Britain is Thailand’s 21st biggest trade partner
The United Kingdom is currently the kingdom’s 21st biggest trading partner while the European Union is its third-largest. For trade purposes, although the UK has left the European Union as of last Friday the 31st of January, it still maintains the same trading relationships up to the end of 2020.
UK takes up new WTO role this week
The UK has this week reached out to the World Trade Organisation to prepare the way for the new trading environment on the 1st of January 2021. Although it has been a member of the WTO since 1995, it will now negotiate on its own behalf as an independent trading nation.
First task now is existing trade quotas
This week, Ms Auramon has pointed out that the first impact of Brexit on Thailand’s trading relationship with the UK will involve negotiating separate quotas for the UK under WTO rules for key Thai exports such as canned fish, tapioca, cassava, rice and poultry which up to know have been set with the European Union.
Thailand has a ฿43 billion trade surplus with Britain
Trade between Thailand and the United Kingdom is worth ฿190 billion ($6.2 billion) and currently, Thailand has a trade surplus of ฿43 billion ($1.4 billion). Thailand’s exports to the UK include automobiles, jewellery, poultry and electronics while in return it imports electronics, pharmaceuticals, machinery and beverages.
Both countries interested in a free trade deal
Both Thailand and the United Kingdom are looking at the negotiation of a free trade agreement but the initial focus of Thai negotiators is to make sure that when full Brexit in terms of trade happens at the end of this year, there will be no unforeseen problems or impediments.
European Union negotiations to begin shortly
Thailand last year agreed at cabinet level to open negotiations with the European Union for a free trade agreement and there is no doubt that both sets of negotiations will have some bearing on each other not least to see which agreement comes first and if so, how fast will it be ratified.

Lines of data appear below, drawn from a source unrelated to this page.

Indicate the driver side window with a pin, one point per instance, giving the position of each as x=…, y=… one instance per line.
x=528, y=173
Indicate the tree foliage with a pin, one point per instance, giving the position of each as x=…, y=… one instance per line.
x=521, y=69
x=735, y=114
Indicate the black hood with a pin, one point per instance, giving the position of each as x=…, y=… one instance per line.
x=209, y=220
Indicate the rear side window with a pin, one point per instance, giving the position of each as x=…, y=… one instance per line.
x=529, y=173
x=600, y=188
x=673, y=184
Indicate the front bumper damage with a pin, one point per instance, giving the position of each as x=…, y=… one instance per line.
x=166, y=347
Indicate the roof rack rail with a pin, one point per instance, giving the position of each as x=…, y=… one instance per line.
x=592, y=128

The UK is also interested in paving the way to join the Asia Pacific Comprehensive and Progressive Agreement for Trans-Pacific Partnership (CPTPP) which includes 11 countries including Vietnam, Brunei, Canada, Chile, Japan, Malaysia, Mexico, New Zealand, Peru, Singapore and Australia.
Johnson moving towards a less political form of trade
The United Kingdom is committed to defining its own trading relationship with countries around the world and its own independent regulatory environment according to a speech on Monday by British Prime Minister Boris Johnson as he put the EU on notice that Britain would not accept former treaty obligations or burdensome regulations in its new role.

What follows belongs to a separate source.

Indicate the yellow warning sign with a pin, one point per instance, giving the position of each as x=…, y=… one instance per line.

UK free trade deal would be easier for Thailand
It is likely that the negotiations with the United Kingdom will be somewhat easier for Thailand. This is for two reasons. One is that the country has indicated that it favours a more pragmatic and less political approach to trade than the European Union.
The second is that any deal will be quickly ratified as it will not need the approval of a carousel of multiple governments as is currently the case with the EU where 27 different states must sign off individually on any deal before it is ratified.